Magere Rendite – die Kosten senken

25. Juli 2012 | Von | Kategorie: Geldanlage

Die Zinsen sind aktuell auf einem historischen Tiefststand, die Kapitalmärkte unruhig und es vergeht kein Tag, an dem die Rating-Agenturen nicht ein Land oder Unternehmen in der Kreditwürdigkeit herabstufen. Für Anleger sind die Zeiten alles andere als rosig, um eine solide und nennenswerte Rendite zu erwirtschaften, weder im Einlagen- noch im Börsenbereich. Das einzige, was wirklich stabil ist, sind die Kosten für Depotführung und Wertpapierorders. Eigentlich wäre es an der Zeit, hier einmal nachzudenken. Wenn magere Renditen auch noch durch Kosten aufgezehrt werden, solltet ihr gegensteuern. Mit ein paar Ansätzen lassen sich schnell dreistellige Eurobeträge einsparen und die Netto-Renditen der Anlagen erhöhen.

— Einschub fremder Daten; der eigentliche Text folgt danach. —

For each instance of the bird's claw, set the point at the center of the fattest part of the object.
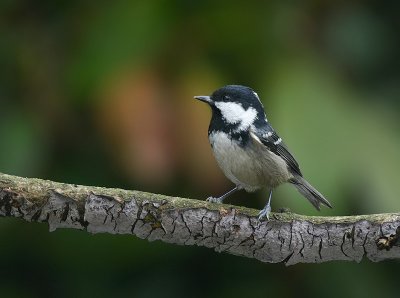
(214, 200)
(264, 213)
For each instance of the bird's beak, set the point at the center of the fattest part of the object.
(204, 98)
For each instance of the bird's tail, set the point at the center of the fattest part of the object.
(309, 192)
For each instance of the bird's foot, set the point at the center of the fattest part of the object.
(264, 213)
(215, 200)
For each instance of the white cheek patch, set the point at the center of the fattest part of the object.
(235, 113)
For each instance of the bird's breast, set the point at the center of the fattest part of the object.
(247, 165)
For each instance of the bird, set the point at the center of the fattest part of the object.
(249, 151)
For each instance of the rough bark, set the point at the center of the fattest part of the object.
(286, 237)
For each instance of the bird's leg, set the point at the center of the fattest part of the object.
(264, 213)
(221, 198)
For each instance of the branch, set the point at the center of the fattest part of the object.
(287, 237)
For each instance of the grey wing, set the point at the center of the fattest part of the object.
(269, 138)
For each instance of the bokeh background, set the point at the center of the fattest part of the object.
(101, 93)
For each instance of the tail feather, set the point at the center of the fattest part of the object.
(309, 192)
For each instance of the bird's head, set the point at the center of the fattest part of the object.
(236, 105)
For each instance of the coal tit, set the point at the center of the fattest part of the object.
(247, 148)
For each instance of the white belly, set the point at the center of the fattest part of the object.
(251, 169)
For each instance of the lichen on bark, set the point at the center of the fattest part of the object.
(287, 237)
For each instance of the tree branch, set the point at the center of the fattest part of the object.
(287, 237)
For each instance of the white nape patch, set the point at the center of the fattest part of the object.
(268, 134)
(234, 112)
(256, 95)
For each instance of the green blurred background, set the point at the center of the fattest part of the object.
(101, 93)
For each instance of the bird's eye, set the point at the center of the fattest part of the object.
(225, 98)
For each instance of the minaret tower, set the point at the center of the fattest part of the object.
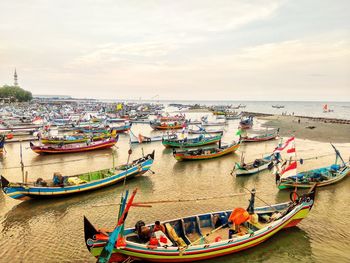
(15, 79)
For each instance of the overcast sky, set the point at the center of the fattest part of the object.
(205, 49)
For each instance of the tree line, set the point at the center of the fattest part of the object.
(15, 93)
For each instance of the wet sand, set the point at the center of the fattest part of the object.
(52, 230)
(309, 129)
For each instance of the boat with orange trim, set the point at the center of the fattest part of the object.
(205, 153)
(74, 147)
(198, 237)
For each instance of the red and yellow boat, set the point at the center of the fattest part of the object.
(75, 147)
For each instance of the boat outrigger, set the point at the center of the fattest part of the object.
(197, 237)
(67, 185)
(74, 147)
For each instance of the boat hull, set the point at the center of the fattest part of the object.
(191, 142)
(187, 157)
(25, 192)
(59, 150)
(205, 251)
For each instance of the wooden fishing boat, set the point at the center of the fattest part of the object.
(2, 143)
(69, 185)
(201, 140)
(217, 123)
(322, 177)
(166, 125)
(202, 130)
(197, 237)
(246, 123)
(76, 138)
(178, 118)
(122, 128)
(257, 166)
(146, 139)
(205, 153)
(75, 147)
(260, 138)
(288, 177)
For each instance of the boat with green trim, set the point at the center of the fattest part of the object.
(205, 153)
(288, 177)
(201, 140)
(73, 147)
(198, 237)
(260, 138)
(61, 186)
(76, 138)
(254, 167)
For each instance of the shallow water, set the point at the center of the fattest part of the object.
(52, 230)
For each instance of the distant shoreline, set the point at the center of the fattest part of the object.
(309, 128)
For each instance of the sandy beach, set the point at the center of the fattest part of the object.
(309, 129)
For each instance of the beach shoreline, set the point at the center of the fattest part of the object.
(308, 128)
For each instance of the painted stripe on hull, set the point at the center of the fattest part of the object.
(218, 250)
(21, 192)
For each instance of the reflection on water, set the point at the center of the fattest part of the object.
(52, 230)
(289, 245)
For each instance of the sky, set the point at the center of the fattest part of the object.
(184, 49)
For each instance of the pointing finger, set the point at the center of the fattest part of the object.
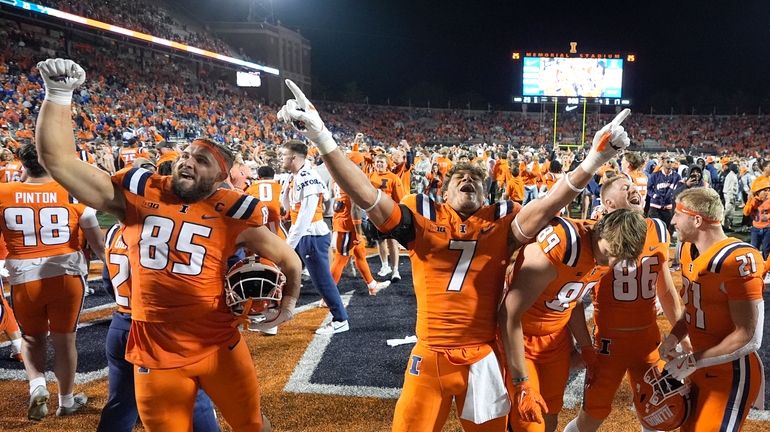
(301, 99)
(620, 117)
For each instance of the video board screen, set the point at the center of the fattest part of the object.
(248, 79)
(577, 77)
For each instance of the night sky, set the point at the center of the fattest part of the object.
(690, 54)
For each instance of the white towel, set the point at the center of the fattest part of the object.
(486, 398)
(404, 341)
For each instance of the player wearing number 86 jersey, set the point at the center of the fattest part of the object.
(626, 336)
(41, 222)
(724, 315)
(544, 302)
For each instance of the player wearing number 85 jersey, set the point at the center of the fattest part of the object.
(458, 250)
(40, 222)
(180, 230)
(543, 304)
(724, 315)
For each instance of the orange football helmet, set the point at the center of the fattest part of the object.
(257, 279)
(662, 402)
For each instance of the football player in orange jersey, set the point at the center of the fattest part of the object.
(40, 222)
(724, 316)
(549, 280)
(119, 413)
(458, 251)
(180, 230)
(626, 336)
(390, 185)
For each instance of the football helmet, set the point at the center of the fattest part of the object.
(257, 279)
(661, 402)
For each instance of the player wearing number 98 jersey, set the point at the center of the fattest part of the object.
(543, 305)
(40, 222)
(724, 316)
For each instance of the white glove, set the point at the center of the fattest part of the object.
(273, 318)
(608, 142)
(301, 113)
(682, 366)
(61, 78)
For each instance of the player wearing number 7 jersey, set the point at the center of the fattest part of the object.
(180, 230)
(458, 250)
(626, 335)
(549, 279)
(724, 315)
(40, 222)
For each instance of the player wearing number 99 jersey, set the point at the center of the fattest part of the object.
(724, 316)
(543, 305)
(41, 222)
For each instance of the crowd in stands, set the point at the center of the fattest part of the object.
(133, 103)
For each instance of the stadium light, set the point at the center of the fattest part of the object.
(44, 10)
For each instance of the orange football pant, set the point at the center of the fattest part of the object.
(7, 320)
(548, 360)
(347, 242)
(723, 395)
(165, 397)
(432, 379)
(51, 304)
(620, 352)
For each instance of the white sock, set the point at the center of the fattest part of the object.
(16, 344)
(35, 383)
(572, 426)
(66, 401)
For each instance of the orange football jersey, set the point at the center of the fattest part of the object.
(458, 267)
(178, 253)
(39, 220)
(625, 296)
(11, 172)
(567, 244)
(116, 251)
(389, 184)
(269, 193)
(728, 270)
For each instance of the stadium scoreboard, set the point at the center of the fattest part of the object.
(572, 78)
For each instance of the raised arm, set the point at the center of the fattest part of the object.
(303, 115)
(532, 277)
(56, 142)
(608, 141)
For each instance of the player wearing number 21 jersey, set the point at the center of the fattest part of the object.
(724, 316)
(539, 313)
(41, 222)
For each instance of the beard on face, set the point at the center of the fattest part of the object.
(200, 189)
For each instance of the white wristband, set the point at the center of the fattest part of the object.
(571, 186)
(376, 201)
(325, 142)
(59, 97)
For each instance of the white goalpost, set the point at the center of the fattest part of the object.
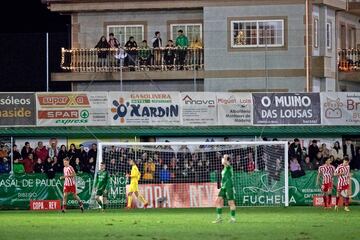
(188, 174)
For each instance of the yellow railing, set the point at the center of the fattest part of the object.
(349, 60)
(112, 60)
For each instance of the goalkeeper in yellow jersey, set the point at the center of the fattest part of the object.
(134, 187)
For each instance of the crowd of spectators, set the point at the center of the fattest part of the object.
(306, 159)
(164, 164)
(47, 160)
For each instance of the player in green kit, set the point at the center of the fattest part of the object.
(101, 186)
(227, 191)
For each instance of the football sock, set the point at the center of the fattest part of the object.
(219, 212)
(329, 200)
(99, 202)
(325, 200)
(129, 201)
(142, 199)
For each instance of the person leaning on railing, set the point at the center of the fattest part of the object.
(169, 54)
(144, 54)
(103, 50)
(181, 43)
(131, 47)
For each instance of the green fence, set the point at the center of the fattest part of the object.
(16, 191)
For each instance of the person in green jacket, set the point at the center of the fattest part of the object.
(181, 43)
(101, 186)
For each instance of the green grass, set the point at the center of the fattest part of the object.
(299, 223)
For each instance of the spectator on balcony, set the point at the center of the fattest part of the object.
(337, 153)
(131, 47)
(102, 51)
(41, 152)
(144, 54)
(157, 45)
(113, 42)
(5, 165)
(196, 47)
(313, 150)
(26, 150)
(28, 163)
(181, 43)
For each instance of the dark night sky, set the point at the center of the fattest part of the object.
(23, 50)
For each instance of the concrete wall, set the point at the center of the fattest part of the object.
(181, 85)
(218, 56)
(92, 23)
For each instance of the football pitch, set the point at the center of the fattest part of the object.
(300, 223)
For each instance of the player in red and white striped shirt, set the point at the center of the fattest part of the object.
(326, 171)
(70, 184)
(343, 174)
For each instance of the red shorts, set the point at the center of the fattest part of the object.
(342, 188)
(70, 189)
(326, 187)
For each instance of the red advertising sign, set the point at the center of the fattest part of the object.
(181, 195)
(318, 201)
(40, 205)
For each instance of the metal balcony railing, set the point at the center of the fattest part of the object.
(349, 60)
(112, 60)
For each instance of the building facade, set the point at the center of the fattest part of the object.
(259, 45)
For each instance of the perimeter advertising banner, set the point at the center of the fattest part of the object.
(198, 108)
(286, 108)
(180, 195)
(144, 108)
(16, 191)
(17, 109)
(72, 109)
(342, 108)
(234, 108)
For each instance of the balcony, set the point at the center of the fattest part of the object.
(354, 7)
(134, 64)
(349, 65)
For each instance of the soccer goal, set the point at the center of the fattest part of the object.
(188, 174)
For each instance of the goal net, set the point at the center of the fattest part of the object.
(188, 174)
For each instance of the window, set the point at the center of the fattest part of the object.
(193, 31)
(316, 33)
(328, 35)
(123, 32)
(351, 37)
(257, 33)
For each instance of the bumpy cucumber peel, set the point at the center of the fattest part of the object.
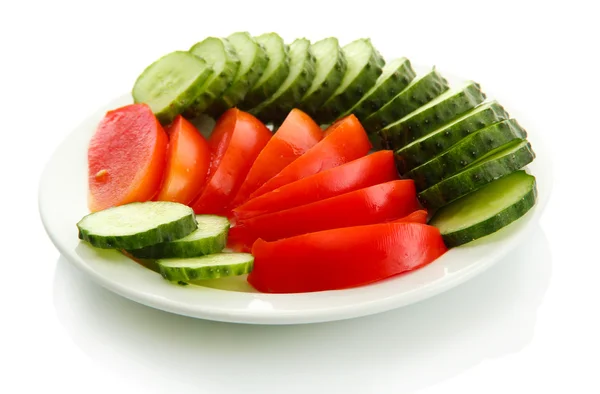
(428, 147)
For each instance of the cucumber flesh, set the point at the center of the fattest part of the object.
(364, 66)
(395, 76)
(211, 266)
(495, 165)
(171, 84)
(330, 69)
(419, 92)
(253, 62)
(441, 110)
(137, 225)
(437, 142)
(486, 210)
(289, 94)
(210, 237)
(223, 59)
(274, 74)
(466, 152)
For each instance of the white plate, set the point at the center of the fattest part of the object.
(63, 201)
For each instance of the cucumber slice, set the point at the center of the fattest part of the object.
(171, 84)
(467, 151)
(274, 74)
(418, 93)
(211, 266)
(495, 165)
(137, 225)
(486, 210)
(210, 237)
(396, 76)
(426, 148)
(364, 66)
(253, 62)
(441, 110)
(223, 59)
(330, 69)
(299, 79)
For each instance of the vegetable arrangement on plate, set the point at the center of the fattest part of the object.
(371, 170)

by_Andreas Morlok_pixelio.de

Depotgebühr frisst Rendite

Depotgebühren sind auch in Zeiten unruhiger Börsen und niedriger Kapitalmarktzinsen eine Konstante. Die Banke stellen sie euch, prozentual abhängig vom Depotvolumen, in Rechnung. Wenn ihr euch einmal einen Depotvergleich im Internet anschaut, stellt ihr aber schnell fest, dass die Kosten für die Depotverwaltung eigentlich der Vergangenheit angehören. Die Filialbanken und Sparkassen halten eisern daran fest, Direktbanken und Online-Broker zeigen aber, dass es auch ohne geht. Kostenlose Depotführung ist heute in diesem Marktsegment Standard. Schaut euch einmal euren Depotauszug an, um zu erfahren, wie viel Rendite für das Gesamtdepot euch durch diese Kostenposition verloren gegangen ist. Ein Wechsel zu einer Direktbank ist in diesem Fall eine Überlegung wert.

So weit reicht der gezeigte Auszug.